Given the advanced fall weather, Russworm was now instructed by Emperor Rudolf to confine his efforts to the defense of Csepel Island and torment the Turks with minor skirmishes. However, Russworm made the decision to take over Háros Island and had a small fort built on the Buda side. They obeyed his orders, and on October 11 and 13, they crossed to the Buda coast. Fortunately, that night they managed to dig the rampart and establish a weak fortress, where Kollonics had about 600 hajduks under guard and ten flag spears driven into the ground near the rampart's edge.

On October 13, at noon, the Turks used their cavalry to charge the rampart and kill thirty of the Hungarians who were caught off guard inside.
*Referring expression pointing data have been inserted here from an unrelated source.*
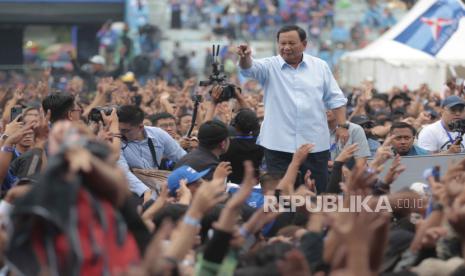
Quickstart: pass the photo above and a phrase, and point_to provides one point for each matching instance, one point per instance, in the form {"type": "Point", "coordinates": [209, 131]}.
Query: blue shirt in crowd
{"type": "Point", "coordinates": [136, 154]}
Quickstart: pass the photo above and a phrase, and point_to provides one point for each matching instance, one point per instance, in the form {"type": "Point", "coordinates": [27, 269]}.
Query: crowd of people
{"type": "Point", "coordinates": [243, 20]}
{"type": "Point", "coordinates": [110, 176]}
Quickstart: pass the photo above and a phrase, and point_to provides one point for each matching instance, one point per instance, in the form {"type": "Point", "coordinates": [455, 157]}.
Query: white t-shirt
{"type": "Point", "coordinates": [435, 138]}
{"type": "Point", "coordinates": [356, 135]}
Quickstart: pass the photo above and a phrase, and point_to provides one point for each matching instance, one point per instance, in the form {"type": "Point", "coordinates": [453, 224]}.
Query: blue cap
{"type": "Point", "coordinates": [452, 101]}
{"type": "Point", "coordinates": [183, 172]}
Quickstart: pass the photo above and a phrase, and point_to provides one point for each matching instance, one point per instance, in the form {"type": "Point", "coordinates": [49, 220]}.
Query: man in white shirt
{"type": "Point", "coordinates": [439, 137]}
{"type": "Point", "coordinates": [299, 88]}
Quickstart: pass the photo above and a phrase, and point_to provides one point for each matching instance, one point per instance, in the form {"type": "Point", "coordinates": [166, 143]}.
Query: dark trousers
{"type": "Point", "coordinates": [317, 163]}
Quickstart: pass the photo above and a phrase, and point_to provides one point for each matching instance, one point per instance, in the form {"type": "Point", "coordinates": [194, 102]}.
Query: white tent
{"type": "Point", "coordinates": [392, 63]}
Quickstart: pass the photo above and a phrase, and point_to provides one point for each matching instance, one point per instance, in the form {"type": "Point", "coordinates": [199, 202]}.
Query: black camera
{"type": "Point", "coordinates": [96, 116]}
{"type": "Point", "coordinates": [218, 77]}
{"type": "Point", "coordinates": [457, 126]}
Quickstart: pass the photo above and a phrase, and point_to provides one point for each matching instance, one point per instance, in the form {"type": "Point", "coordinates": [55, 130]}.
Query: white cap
{"type": "Point", "coordinates": [419, 188]}
{"type": "Point", "coordinates": [97, 59]}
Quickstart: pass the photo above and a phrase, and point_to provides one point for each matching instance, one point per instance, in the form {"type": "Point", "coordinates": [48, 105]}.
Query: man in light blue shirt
{"type": "Point", "coordinates": [299, 89]}
{"type": "Point", "coordinates": [136, 152]}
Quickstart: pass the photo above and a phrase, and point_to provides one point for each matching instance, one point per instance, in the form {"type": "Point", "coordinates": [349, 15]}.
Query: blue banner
{"type": "Point", "coordinates": [432, 29]}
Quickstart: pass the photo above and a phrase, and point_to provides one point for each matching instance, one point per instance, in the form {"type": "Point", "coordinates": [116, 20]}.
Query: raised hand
{"type": "Point", "coordinates": [301, 154]}
{"type": "Point", "coordinates": [347, 153]}
{"type": "Point", "coordinates": [394, 171]}
{"type": "Point", "coordinates": [244, 51]}
{"type": "Point", "coordinates": [222, 170]}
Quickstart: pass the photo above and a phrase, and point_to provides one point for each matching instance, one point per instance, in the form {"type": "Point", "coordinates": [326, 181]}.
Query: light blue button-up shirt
{"type": "Point", "coordinates": [296, 100]}
{"type": "Point", "coordinates": [136, 154]}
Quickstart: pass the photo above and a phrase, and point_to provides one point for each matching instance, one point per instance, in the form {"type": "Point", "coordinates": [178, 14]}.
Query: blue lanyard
{"type": "Point", "coordinates": [448, 134]}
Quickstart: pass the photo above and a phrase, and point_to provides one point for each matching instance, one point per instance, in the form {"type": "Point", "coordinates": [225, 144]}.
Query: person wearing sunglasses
{"type": "Point", "coordinates": [441, 135]}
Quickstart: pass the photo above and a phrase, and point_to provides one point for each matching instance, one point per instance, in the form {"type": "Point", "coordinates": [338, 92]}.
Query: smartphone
{"type": "Point", "coordinates": [458, 81]}
{"type": "Point", "coordinates": [436, 173]}
{"type": "Point", "coordinates": [15, 112]}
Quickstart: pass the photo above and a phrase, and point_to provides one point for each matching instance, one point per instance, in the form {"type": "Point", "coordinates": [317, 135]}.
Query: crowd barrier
{"type": "Point", "coordinates": [416, 165]}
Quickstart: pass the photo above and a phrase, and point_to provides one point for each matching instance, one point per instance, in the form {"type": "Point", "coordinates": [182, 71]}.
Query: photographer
{"type": "Point", "coordinates": [439, 137]}
{"type": "Point", "coordinates": [143, 147]}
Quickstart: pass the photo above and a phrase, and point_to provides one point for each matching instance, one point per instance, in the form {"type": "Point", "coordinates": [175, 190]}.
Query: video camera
{"type": "Point", "coordinates": [458, 126]}
{"type": "Point", "coordinates": [218, 77]}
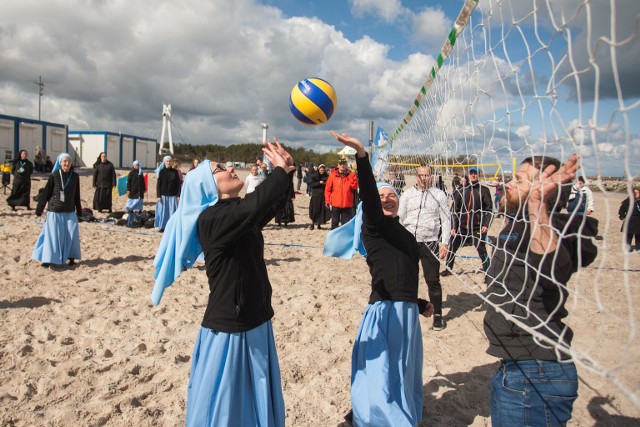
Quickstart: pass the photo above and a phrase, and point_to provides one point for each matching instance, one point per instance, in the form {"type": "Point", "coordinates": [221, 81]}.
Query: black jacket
{"type": "Point", "coordinates": [317, 189]}
{"type": "Point", "coordinates": [474, 209]}
{"type": "Point", "coordinates": [531, 288]}
{"type": "Point", "coordinates": [169, 183]}
{"type": "Point", "coordinates": [135, 185]}
{"type": "Point", "coordinates": [51, 193]}
{"type": "Point", "coordinates": [392, 251]}
{"type": "Point", "coordinates": [230, 233]}
{"type": "Point", "coordinates": [104, 175]}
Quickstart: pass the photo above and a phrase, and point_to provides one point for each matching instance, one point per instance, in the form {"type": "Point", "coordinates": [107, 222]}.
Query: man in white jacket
{"type": "Point", "coordinates": [424, 211]}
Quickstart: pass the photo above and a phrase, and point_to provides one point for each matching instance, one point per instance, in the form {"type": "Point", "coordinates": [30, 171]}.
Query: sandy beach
{"type": "Point", "coordinates": [84, 346]}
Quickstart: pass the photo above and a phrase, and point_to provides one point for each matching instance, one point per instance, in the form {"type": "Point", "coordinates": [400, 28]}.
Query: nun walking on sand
{"type": "Point", "coordinates": [135, 188]}
{"type": "Point", "coordinates": [235, 374]}
{"type": "Point", "coordinates": [59, 240]}
{"type": "Point", "coordinates": [386, 363]}
{"type": "Point", "coordinates": [168, 191]}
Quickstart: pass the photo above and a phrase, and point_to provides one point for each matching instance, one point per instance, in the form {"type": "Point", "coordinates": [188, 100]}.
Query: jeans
{"type": "Point", "coordinates": [429, 252]}
{"type": "Point", "coordinates": [533, 393]}
{"type": "Point", "coordinates": [340, 216]}
{"type": "Point", "coordinates": [460, 239]}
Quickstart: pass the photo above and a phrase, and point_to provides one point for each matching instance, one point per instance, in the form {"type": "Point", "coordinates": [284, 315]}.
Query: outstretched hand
{"type": "Point", "coordinates": [278, 156]}
{"type": "Point", "coordinates": [549, 179]}
{"type": "Point", "coordinates": [350, 141]}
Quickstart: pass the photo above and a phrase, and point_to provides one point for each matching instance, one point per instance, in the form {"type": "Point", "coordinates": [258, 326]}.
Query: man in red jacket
{"type": "Point", "coordinates": [339, 193]}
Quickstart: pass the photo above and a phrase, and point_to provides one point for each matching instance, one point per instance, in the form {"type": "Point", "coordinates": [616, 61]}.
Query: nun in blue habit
{"type": "Point", "coordinates": [135, 188]}
{"type": "Point", "coordinates": [235, 374]}
{"type": "Point", "coordinates": [386, 364]}
{"type": "Point", "coordinates": [59, 240]}
{"type": "Point", "coordinates": [168, 192]}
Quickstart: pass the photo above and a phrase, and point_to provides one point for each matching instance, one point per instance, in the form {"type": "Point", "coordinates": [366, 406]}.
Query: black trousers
{"type": "Point", "coordinates": [463, 237]}
{"type": "Point", "coordinates": [340, 216]}
{"type": "Point", "coordinates": [630, 239]}
{"type": "Point", "coordinates": [431, 270]}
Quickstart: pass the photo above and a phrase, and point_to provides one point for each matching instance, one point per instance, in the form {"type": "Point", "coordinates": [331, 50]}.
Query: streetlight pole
{"type": "Point", "coordinates": [40, 92]}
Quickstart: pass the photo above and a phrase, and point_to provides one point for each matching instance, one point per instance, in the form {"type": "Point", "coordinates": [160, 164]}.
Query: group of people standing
{"type": "Point", "coordinates": [235, 374]}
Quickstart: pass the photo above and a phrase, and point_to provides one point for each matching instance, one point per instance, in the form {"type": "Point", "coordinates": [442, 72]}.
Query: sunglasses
{"type": "Point", "coordinates": [218, 168]}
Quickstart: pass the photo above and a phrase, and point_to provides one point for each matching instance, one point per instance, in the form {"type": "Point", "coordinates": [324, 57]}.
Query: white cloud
{"type": "Point", "coordinates": [431, 26]}
{"type": "Point", "coordinates": [387, 10]}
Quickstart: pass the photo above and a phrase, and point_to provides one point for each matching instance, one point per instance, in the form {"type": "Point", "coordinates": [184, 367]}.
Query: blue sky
{"type": "Point", "coordinates": [225, 67]}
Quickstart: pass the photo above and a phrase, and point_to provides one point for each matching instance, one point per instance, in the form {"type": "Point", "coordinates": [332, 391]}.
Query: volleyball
{"type": "Point", "coordinates": [313, 101]}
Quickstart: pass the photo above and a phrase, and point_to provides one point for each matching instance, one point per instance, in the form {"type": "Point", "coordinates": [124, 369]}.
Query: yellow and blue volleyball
{"type": "Point", "coordinates": [313, 101]}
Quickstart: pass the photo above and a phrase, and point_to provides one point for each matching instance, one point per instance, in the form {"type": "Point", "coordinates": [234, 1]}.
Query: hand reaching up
{"type": "Point", "coordinates": [278, 156]}
{"type": "Point", "coordinates": [352, 142]}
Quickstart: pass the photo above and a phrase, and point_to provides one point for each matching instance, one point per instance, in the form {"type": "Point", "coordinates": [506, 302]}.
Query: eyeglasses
{"type": "Point", "coordinates": [218, 168]}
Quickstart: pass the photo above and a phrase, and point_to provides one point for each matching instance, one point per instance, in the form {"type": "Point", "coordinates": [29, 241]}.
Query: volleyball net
{"type": "Point", "coordinates": [517, 79]}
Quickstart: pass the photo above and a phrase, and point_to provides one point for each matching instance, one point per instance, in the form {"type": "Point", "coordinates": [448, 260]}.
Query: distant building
{"type": "Point", "coordinates": [121, 149]}
{"type": "Point", "coordinates": [19, 133]}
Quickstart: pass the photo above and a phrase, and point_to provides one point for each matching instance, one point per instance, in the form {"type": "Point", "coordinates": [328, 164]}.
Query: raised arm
{"type": "Point", "coordinates": [371, 204]}
{"type": "Point", "coordinates": [543, 238]}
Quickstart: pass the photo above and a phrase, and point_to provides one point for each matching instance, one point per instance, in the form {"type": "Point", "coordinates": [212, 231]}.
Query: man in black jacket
{"type": "Point", "coordinates": [471, 217]}
{"type": "Point", "coordinates": [531, 264]}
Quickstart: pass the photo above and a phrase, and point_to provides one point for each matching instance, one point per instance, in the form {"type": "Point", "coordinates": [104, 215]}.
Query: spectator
{"type": "Point", "coordinates": [424, 211]}
{"type": "Point", "coordinates": [21, 168]}
{"type": "Point", "coordinates": [253, 179]}
{"type": "Point", "coordinates": [318, 211]}
{"type": "Point", "coordinates": [104, 180]}
{"type": "Point", "coordinates": [135, 188]}
{"type": "Point", "coordinates": [194, 164]}
{"type": "Point", "coordinates": [299, 176]}
{"type": "Point", "coordinates": [472, 214]}
{"type": "Point", "coordinates": [580, 199]}
{"type": "Point", "coordinates": [59, 239]}
{"type": "Point", "coordinates": [629, 212]}
{"type": "Point", "coordinates": [338, 193]}
{"type": "Point", "coordinates": [168, 192]}
{"type": "Point", "coordinates": [536, 383]}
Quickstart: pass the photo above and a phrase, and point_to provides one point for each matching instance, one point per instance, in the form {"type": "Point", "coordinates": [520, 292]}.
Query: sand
{"type": "Point", "coordinates": [83, 345]}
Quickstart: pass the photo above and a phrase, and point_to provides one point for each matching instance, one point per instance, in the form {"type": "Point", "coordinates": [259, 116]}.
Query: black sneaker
{"type": "Point", "coordinates": [438, 323]}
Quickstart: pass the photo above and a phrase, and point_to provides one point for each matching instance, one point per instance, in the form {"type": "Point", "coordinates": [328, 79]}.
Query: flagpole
{"type": "Point", "coordinates": [370, 138]}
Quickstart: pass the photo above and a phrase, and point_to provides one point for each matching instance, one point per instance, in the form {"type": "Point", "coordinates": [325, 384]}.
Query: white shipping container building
{"type": "Point", "coordinates": [18, 133]}
{"type": "Point", "coordinates": [121, 149]}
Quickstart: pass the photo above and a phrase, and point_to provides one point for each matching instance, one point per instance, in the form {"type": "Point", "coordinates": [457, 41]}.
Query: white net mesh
{"type": "Point", "coordinates": [552, 78]}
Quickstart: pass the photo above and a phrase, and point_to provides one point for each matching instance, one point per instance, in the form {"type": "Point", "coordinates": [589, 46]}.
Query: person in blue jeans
{"type": "Point", "coordinates": [537, 381]}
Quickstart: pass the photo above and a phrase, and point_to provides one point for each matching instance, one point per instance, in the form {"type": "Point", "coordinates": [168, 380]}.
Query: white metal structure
{"type": "Point", "coordinates": [166, 125]}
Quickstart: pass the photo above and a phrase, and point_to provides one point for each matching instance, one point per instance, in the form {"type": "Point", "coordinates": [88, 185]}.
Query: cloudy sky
{"type": "Point", "coordinates": [226, 66]}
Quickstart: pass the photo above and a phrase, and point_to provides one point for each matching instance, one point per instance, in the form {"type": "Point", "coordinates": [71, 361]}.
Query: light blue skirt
{"type": "Point", "coordinates": [133, 205]}
{"type": "Point", "coordinates": [386, 366]}
{"type": "Point", "coordinates": [235, 380]}
{"type": "Point", "coordinates": [164, 211]}
{"type": "Point", "coordinates": [59, 239]}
They also injured roughly a hundred others and took six sloops that were moored close to the fortress. Kollonics was only narrowly rescued. Russworm deployed musketeers and even set up forty cannons to protect the people inside the ramparts, but he was unable to call in the firemen because they were drunk in the camp. The artillery commander received a rebuke from the marshal for this, and he even loaded and fired some cannons himself. However, it was not very helpful, as the rampart was taken by the Turks in a two-hour battle. Many were killed during this attack.

===Battle of Tököli island===
Russwurm ordered a counterattack. On the night of October 20, a fleet was set out to disperse the Turkish fleet that was fighting in the small Tököli Island on several ships loaded with hajduks and muskets. The fleet was covered by 300 German musketeers on the coast of Csepel. However, upon reaching Tököli Island, the superiority of the Turks ships became obvious. Colonels Nádasdy and Kollonich, the commanders of the Hungarians, asked Russwurm for 50 Imperial Landsknechts as reinforcements, but the field marshal replied that he did not want to risk the lives of German infantrymen. For this reason, the Hungarians refused to stay ashore on the island. The operation was unsuccessful, and despite some skirmishes, they were able to withdraw safely.

==Aftermath==
With his undisciplined army of only 32,000 men, which was dwindling daily, he could not attempt to besiege the castle. After this, Russwurm withdrew with his entire army from Buda on November 6. The Imperials had no more opportunity to besiege Buda as the weather grew colder and their food supply was running low. Buda was under a strong garrison at the same time.

Russwurm wanted to demonstrate his success after the defeat at Buda, so he turned his attention to the nearby weak castle of Hatvan. The defenders of the castle surrendered after a three-day bombardment during the siege, which lasted from November 16 to 19. After leaving 400 men in its garrison, Russwurm led his army to his wintering area. The city of Hatvan submitted to Christian forces on November 19, 1603, but there was no compensation for the defeat at Buda.